Saturday, April 28, 2007

Rush Limbaugh-ful

So I listened to this piece of comedic brilliance that Rush Limbaugh aired recently. It's a song entitled "Barack the Magic Negro," to the tune of "Puff the Magic Dragon." (Ironic that Limbaugh, with his boat-load of drug abuse issues, is parodying a song that makes drug references, no?) It was, shockingly, not funny. The expression, "Magic Negro," was invoked first by an LA Times editorial about the role that Barack Obama plays for the guilty white conscience--that of the non-threatening, asexual black man that assuages white guilt about racial injustice.

At this point, nothing Rush says on air or chooses to broadcast on his show really shocks me. And there's not much to be gleaned from criticizing the song. More interesting to me is the LA Times editorial itself. Namely, the fact that after nearly a full column of describing the phenomenon of the "Magic Negro" in the modern American imagination, the writer describes how Obama fits the same role in this way:
Obama's fame right now has little to do with his political record or what he's written in his two (count 'em) books, or even what he's actually said in those stem-winders. It's the way he's said it that counts the most. It's his manner, which, as presidential hopeful Sen. Joe Biden ham-fistedly reminded us, is "articulate." His tone is always genial, his voice warm and unthreatening, and he hasn't called his opponents names (despite being baited by the media).
So Obama is magical because he's "articulate," "genial," and has refused to call his opponents names even in the face of baiting by the media. Two paragraphs earlier, the writer also pointed out how little real criticism Obama had gotten, other than his lack of racial genuineness. Apparently, the writer is taking the lack of criticism to mean that there's a lack of desire to criticize him--not that there's a lack of actual stuff to criticize him about! This move to me seems really dangerous. Can't Obama just be a really good guy without that being evidence of his being a pawn to the liberal guilt of white America?

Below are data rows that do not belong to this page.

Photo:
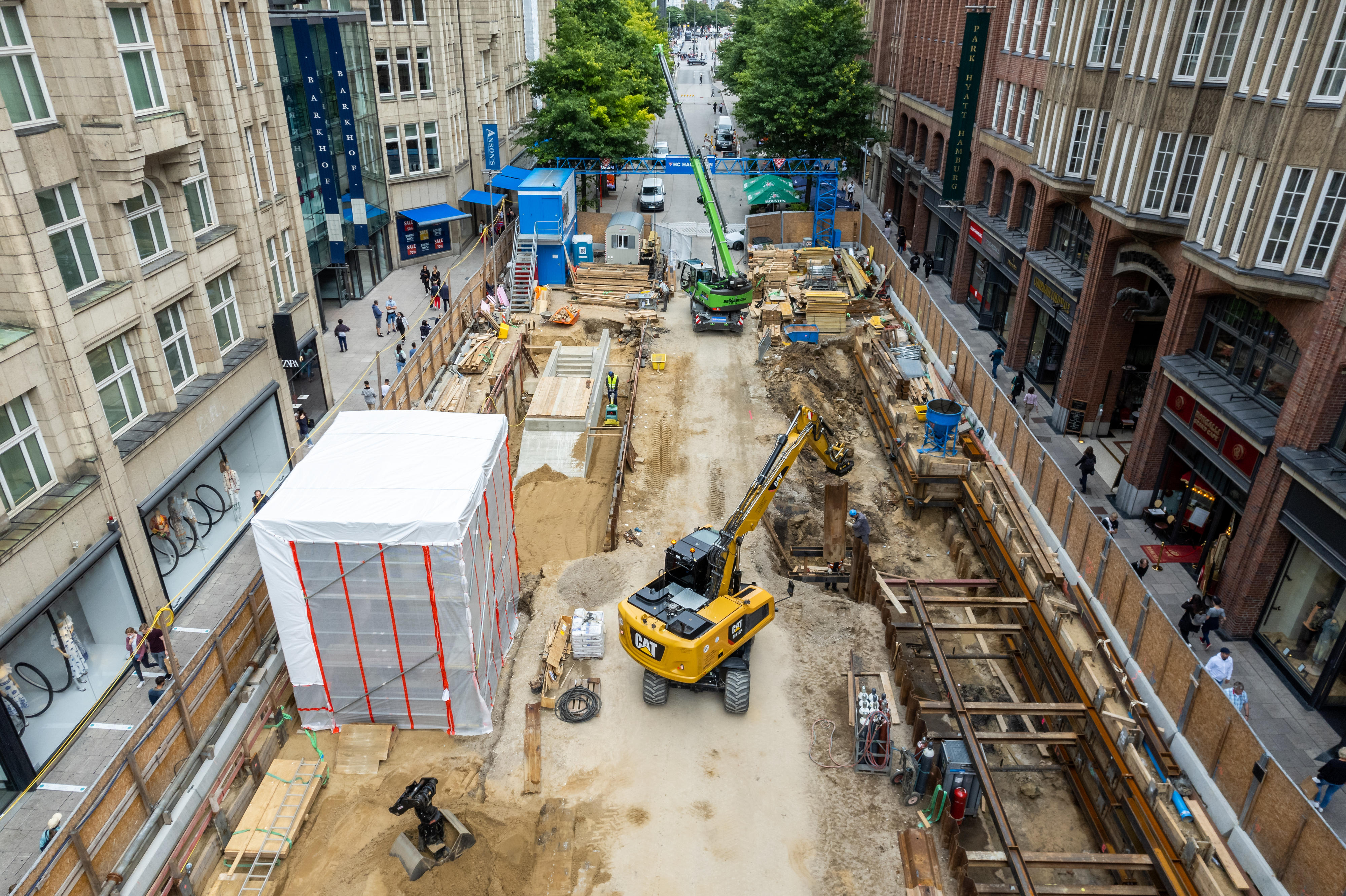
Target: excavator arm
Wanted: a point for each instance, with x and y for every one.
(807, 430)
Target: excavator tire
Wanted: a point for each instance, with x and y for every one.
(656, 689)
(737, 691)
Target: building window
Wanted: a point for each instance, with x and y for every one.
(1123, 33)
(1199, 25)
(425, 77)
(147, 224)
(1248, 346)
(1080, 142)
(252, 163)
(383, 72)
(69, 233)
(1166, 147)
(278, 293)
(413, 150)
(1191, 176)
(139, 61)
(1103, 32)
(1227, 41)
(177, 345)
(1072, 237)
(247, 41)
(391, 149)
(271, 167)
(404, 71)
(1099, 142)
(224, 311)
(431, 137)
(1285, 217)
(201, 204)
(119, 389)
(21, 75)
(1328, 221)
(25, 466)
(290, 263)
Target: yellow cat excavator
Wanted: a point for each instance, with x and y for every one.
(693, 628)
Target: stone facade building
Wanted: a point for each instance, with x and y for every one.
(155, 278)
(1153, 236)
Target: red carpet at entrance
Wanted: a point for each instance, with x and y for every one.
(1173, 554)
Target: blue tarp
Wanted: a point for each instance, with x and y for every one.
(434, 215)
(509, 178)
(483, 198)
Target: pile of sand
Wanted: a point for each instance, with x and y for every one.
(559, 519)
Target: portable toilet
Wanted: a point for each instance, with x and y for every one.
(625, 232)
(547, 209)
(582, 248)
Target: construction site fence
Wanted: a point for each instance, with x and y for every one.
(1261, 800)
(410, 387)
(127, 792)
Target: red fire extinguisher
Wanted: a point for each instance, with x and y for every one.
(960, 804)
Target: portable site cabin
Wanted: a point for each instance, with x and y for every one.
(396, 595)
(625, 232)
(547, 209)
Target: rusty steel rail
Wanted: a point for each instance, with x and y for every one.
(1130, 804)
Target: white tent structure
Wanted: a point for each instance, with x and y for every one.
(392, 571)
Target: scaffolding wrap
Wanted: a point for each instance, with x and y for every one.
(394, 574)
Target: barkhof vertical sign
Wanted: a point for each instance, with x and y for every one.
(328, 180)
(963, 130)
(351, 149)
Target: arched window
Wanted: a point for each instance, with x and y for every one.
(1072, 236)
(1250, 346)
(1030, 198)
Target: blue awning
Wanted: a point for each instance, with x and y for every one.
(509, 178)
(483, 198)
(434, 215)
(371, 212)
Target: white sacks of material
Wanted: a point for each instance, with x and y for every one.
(588, 634)
(392, 571)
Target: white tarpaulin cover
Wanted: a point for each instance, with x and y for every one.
(392, 571)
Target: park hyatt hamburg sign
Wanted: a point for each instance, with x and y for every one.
(963, 130)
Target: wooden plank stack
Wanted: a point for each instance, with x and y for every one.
(827, 310)
(609, 285)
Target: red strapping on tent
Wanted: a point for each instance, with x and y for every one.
(312, 630)
(439, 644)
(392, 617)
(355, 636)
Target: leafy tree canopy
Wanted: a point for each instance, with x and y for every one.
(800, 73)
(601, 83)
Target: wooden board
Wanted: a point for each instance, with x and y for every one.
(363, 747)
(262, 812)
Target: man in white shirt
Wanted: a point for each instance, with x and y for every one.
(1221, 667)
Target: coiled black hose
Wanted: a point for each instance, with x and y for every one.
(590, 704)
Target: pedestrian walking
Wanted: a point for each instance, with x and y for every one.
(1329, 780)
(1193, 614)
(1215, 618)
(1239, 698)
(1221, 667)
(998, 356)
(1030, 403)
(1087, 465)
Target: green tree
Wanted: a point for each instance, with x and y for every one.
(802, 76)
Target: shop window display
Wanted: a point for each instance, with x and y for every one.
(193, 527)
(55, 669)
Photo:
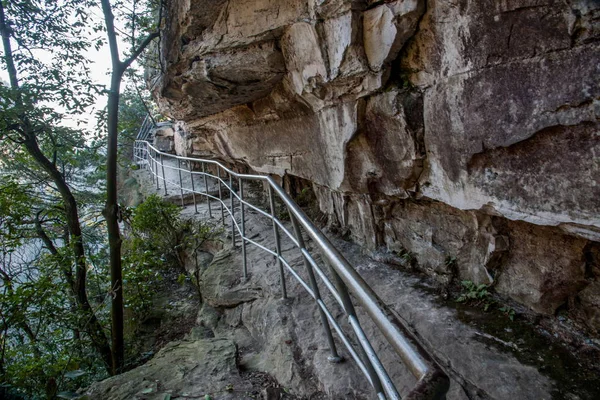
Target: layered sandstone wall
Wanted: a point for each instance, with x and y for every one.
(464, 132)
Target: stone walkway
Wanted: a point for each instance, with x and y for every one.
(284, 337)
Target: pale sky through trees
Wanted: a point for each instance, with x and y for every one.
(100, 67)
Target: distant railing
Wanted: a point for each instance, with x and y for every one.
(343, 280)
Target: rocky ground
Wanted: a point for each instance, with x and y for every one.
(246, 342)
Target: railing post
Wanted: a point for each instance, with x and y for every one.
(180, 181)
(243, 226)
(206, 190)
(162, 166)
(193, 189)
(277, 244)
(220, 195)
(342, 290)
(232, 211)
(156, 170)
(334, 357)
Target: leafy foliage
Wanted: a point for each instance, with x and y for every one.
(480, 296)
(160, 239)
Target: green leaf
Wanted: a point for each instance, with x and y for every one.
(67, 395)
(75, 374)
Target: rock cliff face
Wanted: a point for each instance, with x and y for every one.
(464, 132)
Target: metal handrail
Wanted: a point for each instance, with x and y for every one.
(432, 382)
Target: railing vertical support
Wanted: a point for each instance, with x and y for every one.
(243, 226)
(220, 195)
(206, 190)
(180, 182)
(162, 167)
(232, 211)
(342, 290)
(277, 244)
(334, 357)
(193, 188)
(156, 170)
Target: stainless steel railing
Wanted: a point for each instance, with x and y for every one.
(343, 280)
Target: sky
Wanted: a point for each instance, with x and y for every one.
(100, 67)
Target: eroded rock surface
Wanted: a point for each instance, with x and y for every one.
(425, 126)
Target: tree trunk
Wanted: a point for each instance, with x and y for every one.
(111, 209)
(89, 322)
(111, 214)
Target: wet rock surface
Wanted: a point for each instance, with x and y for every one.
(464, 115)
(256, 343)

Do I need a non-threatening black figure to assuage my guilt over slavery? Mostly I want someone like Obama, who could fuel a real grassroots political movement, to push for national health care, public funding of campaigns, environmental regulations, and end to the War in Iraq. I think back to Obama's speech at the 2004 Democratic convention. What I remember is being blown away by the strength of his ideals and the power of his rhetoric. Not the fact that I'd finally found the solution to my gnawing racial guilt. Obama being president will do nothing to make up for slavery, segregation and ongoing racial prejudice. He will solve a lot of problems, but no one and nothing can make those wrongs of history right.


In other news, I saw the movie Brick last night. It was great--the writing reminded me of a cross between a less-profane David Mamet and a more literate Dashiell Hammett. Funny that those names rhyme. It has a lot in common, I thought, with David Lynch's willingness to look at the underbelly of wealthy suburbs, as in Twin Peaks and Blue Velvet.